How do I encapsulate an element into list without using an `.apply` in Polars?

83 Views Asked by At

A follow-on from my question about preparatory .explode for rows too big for regular explode

How do I appropriately encapsulate a list into another list without using an .apply?

I only want to use the slow .apply on the one or two rows which necessitate it by being too large for a regular explode. But when I try to use .when/.then, I don't know what to put in place of the None below to overcome the mismatch between the normal value pl.List(pl.Utf8) and prep'd pl.List(pl.List(pl.Utf8) (for the double .explode later).

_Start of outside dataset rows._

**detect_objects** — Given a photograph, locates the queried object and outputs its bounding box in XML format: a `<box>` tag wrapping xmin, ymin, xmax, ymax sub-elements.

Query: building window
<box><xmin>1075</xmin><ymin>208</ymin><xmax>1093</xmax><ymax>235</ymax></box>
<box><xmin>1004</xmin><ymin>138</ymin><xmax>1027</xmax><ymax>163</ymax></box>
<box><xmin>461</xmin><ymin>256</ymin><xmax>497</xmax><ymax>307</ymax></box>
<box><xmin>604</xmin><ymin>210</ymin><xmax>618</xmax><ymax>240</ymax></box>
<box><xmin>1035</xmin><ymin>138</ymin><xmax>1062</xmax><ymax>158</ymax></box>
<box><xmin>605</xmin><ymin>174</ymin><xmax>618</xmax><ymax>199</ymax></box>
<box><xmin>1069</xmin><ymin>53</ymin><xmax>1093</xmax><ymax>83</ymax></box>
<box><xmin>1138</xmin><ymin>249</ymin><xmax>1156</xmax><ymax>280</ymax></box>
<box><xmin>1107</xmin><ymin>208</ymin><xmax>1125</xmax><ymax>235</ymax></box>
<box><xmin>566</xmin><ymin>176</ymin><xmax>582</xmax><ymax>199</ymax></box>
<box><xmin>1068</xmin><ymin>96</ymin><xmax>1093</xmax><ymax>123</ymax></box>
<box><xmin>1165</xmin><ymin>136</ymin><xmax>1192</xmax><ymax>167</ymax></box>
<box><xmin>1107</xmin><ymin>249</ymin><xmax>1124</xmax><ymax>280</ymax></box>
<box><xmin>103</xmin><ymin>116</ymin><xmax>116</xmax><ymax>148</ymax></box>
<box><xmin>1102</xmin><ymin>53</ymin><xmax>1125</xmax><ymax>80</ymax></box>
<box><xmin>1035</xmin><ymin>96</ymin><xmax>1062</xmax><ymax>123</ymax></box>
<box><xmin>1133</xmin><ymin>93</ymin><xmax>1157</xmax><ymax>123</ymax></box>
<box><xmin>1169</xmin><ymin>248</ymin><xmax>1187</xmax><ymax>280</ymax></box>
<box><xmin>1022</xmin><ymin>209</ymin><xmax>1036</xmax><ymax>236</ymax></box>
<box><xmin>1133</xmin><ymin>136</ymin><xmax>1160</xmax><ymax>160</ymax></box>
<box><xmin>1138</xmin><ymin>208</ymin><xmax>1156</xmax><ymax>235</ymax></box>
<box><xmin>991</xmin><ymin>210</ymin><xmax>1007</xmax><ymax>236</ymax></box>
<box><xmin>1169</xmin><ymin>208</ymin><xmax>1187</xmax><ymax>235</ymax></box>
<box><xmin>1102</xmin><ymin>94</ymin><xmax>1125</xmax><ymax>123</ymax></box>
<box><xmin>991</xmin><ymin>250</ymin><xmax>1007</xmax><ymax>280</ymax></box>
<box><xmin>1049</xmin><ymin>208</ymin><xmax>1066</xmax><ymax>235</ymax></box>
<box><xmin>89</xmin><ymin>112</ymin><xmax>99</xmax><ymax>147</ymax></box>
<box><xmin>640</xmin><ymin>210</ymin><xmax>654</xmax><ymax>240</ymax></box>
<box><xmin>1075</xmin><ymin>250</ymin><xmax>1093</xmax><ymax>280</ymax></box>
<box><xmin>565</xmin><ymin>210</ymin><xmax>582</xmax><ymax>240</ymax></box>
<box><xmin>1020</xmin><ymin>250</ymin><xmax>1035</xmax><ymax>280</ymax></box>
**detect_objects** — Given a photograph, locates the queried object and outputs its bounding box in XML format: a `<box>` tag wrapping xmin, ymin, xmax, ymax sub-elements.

Ideally, it'd be something like list(pl.col('explode_me'))

This works:

import polars as pl

df = pl.LazyFrame({'col1': ['string '*1_000_000, 'a b c']})
(df
 .with_columns(explode_me = pl.col('col1').str.split(' '))
 .with_columns(
     (pl.when(pl.col('explode_me').list.lengths() <= 4)
        .then(None)
        .otherwise(pl.col('explode_me').apply(lambda x: [x[i:i+10_000] for i in range(0, len(x), 10_000)]), 
                                              return_dtype= pl.List(pl.List(pl.Utf8)))))
 .explode('explode_me').explode('explode_me')
 .collect(streaming=True)
)

I'm sure it's something simple, but I can't for the life of me get it to work. I've tried fiddling with concat, pl.List, implode, cast...

1

There are 1 best solutions below

0
Thomas On

This is my current solution, which may be a bit roundabout because I split the columns, and then coalesce them back together once they're the same type:

import polars as pl

df = pl.LazyFrame({'col1': ['string '*1_000_000, 'a b c']})
(df
 .with_columns(explode_me = pl.col('col1').str.split(' '))
 .with_columns(part1 = (pl.when(pl.col('explode_me').list.lengths() >= 4)
                          .then(pl.col('explode_me').apply(lambda x: [x[i:i+10_000] for i in range(0, len(x), 10_000)], 
                                                           return_dtype= pl.List(pl.List(pl.Utf8))))),
               part2 = (pl.when(pl.col('explode_me').list.lengths() <= 4)
                          .then(pl.col('explode_me'))),
               )
.explode('part1')
.with_columns(pl.coalesce(['part1', 'part2']).alias('combined'))
.select('combined')
.explode('combined')
.collect(streaming=True)
)